BTW: I think this patch has a positive effect on the CPU cache utilization. The PCBGROUP feature selects bucket based on the flowid, and when mbufs are sorted according to the flowids, the likelyhood of the next bucket selected already being in the CPU cache increases. Further if the PCBGROUP code sorted the entries in the the lists by "flowid", the lookup time can be reduced further, at best into a single-pass for the LISTS's involved, iff the last looked up entry can be cached/stored somehow ...

General comments:

  • First, this is an awesome idea. In practice, with machines with tens of thousands of connections, this increases our aggregation rate from ~1.3:1 to almost 3:1. Just fantastic. Thanks for thinking out of the box!
  • Naming: I understand why you named things the way you did (tcp_lro_rss_flush, tcp_lro_rss_rx), but perhaps the code would be a bit more understandable with different names. The names caused me substantial confusion, and also caused confusion when I was walking another person through this review. I think avoiding duplicating the _rx and _flush names would be helpful to eliminate confusion between the new functions, and the old ones that the wrap. Perhaps tcp_lro_rss_rx() could be something like tcp_lro_store_mb() ? And tcp_lro_rss_flush could be something like tcp_lro_rss_submit()?
  • It would be interesting to see stats on RSS hash collisions (eg, the max number of active aggregations). It may be that we could reduce the number of LRO aggregations down to 2. One that is almost always used, and one for the rare case of a collision.

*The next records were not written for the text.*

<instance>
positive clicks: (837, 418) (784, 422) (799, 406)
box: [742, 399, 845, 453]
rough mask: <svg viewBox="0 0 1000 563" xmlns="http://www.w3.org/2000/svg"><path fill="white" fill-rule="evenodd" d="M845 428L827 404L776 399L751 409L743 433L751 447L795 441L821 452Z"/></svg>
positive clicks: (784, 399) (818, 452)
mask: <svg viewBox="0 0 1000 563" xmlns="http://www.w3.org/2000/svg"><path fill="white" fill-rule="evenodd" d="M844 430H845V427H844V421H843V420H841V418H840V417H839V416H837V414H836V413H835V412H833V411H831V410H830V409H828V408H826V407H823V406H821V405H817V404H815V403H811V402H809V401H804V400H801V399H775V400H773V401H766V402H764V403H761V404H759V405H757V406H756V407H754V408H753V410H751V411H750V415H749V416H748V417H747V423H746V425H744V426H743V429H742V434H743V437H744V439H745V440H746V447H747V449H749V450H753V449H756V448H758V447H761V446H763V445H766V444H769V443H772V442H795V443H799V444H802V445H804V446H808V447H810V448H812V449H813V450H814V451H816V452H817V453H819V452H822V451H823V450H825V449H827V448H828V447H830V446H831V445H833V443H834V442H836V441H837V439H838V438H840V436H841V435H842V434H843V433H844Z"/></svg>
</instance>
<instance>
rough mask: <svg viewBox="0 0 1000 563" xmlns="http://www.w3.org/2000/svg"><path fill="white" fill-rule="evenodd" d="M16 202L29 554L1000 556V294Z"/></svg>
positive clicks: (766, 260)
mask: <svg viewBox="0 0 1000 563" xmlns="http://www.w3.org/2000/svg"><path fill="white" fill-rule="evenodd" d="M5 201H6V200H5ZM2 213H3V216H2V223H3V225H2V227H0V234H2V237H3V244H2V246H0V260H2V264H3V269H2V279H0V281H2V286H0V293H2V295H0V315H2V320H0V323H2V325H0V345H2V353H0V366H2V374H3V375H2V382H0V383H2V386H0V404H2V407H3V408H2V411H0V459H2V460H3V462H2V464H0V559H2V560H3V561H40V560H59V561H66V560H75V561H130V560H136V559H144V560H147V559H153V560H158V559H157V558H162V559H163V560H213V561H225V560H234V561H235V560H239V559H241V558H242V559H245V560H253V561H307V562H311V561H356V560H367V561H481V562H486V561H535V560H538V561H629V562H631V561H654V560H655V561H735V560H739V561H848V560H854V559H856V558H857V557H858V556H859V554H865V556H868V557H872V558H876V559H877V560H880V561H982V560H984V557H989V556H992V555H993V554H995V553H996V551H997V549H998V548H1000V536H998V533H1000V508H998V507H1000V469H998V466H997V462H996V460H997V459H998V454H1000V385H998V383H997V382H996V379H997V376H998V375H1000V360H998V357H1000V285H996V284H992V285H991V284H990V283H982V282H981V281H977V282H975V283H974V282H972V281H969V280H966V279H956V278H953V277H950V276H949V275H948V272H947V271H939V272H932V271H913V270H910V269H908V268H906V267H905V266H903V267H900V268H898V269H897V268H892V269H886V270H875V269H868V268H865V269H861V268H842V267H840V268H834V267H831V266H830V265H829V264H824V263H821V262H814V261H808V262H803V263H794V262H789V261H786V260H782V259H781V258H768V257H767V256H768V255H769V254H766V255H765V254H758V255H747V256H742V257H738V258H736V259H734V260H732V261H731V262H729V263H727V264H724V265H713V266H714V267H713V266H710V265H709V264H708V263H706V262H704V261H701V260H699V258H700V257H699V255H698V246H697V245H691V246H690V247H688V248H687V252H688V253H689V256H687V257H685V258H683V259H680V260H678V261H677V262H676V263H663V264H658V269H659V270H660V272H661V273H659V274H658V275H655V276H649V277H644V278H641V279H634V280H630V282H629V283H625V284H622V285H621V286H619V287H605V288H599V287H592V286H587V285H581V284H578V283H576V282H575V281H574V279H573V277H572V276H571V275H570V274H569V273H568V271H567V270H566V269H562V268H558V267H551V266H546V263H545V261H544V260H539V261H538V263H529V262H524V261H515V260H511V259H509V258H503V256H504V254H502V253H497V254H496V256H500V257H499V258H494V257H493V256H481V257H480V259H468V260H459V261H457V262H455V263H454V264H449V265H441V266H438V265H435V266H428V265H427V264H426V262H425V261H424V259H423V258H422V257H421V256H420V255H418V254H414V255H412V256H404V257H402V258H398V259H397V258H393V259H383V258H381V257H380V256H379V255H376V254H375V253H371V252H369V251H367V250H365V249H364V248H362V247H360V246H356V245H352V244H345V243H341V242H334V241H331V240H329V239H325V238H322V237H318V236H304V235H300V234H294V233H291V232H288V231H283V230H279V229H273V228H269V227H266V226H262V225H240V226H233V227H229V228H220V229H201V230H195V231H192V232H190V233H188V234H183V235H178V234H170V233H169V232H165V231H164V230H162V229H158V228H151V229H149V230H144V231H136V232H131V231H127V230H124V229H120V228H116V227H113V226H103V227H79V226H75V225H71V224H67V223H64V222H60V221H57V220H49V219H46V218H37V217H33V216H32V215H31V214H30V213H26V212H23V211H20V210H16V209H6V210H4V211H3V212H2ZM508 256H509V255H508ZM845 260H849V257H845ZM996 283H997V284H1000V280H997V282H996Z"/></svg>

I'll wait and see a bit if there are more comments popping in and then generate a new patch with updated function names:

tcp_lro_rss_rx -> tcp_lro_put_mbuf
tcp_lro_rss_init -> tcp_lro_init_mbuf
tcp_lro_rss_flush -> tcp_lro_flush_mbufs
tcp_lro_rss_free -> tcp_lro_free (merge into one function only)

hselasky edited edge metadata.

Updated function naming.

This revision now requires review to proceed.Jan 14 2016, 6:05 AM
hselasky edited edge metadata.

Add some predict false macros.

Add better malloc pool description.

gallatin edited edge metadata.
This revision is now accepted and ready to land.Jan 19 2016, 2:16 PM
gnn added a reviewer: gnn.
This revision was automatically updated to reflect the committed changes.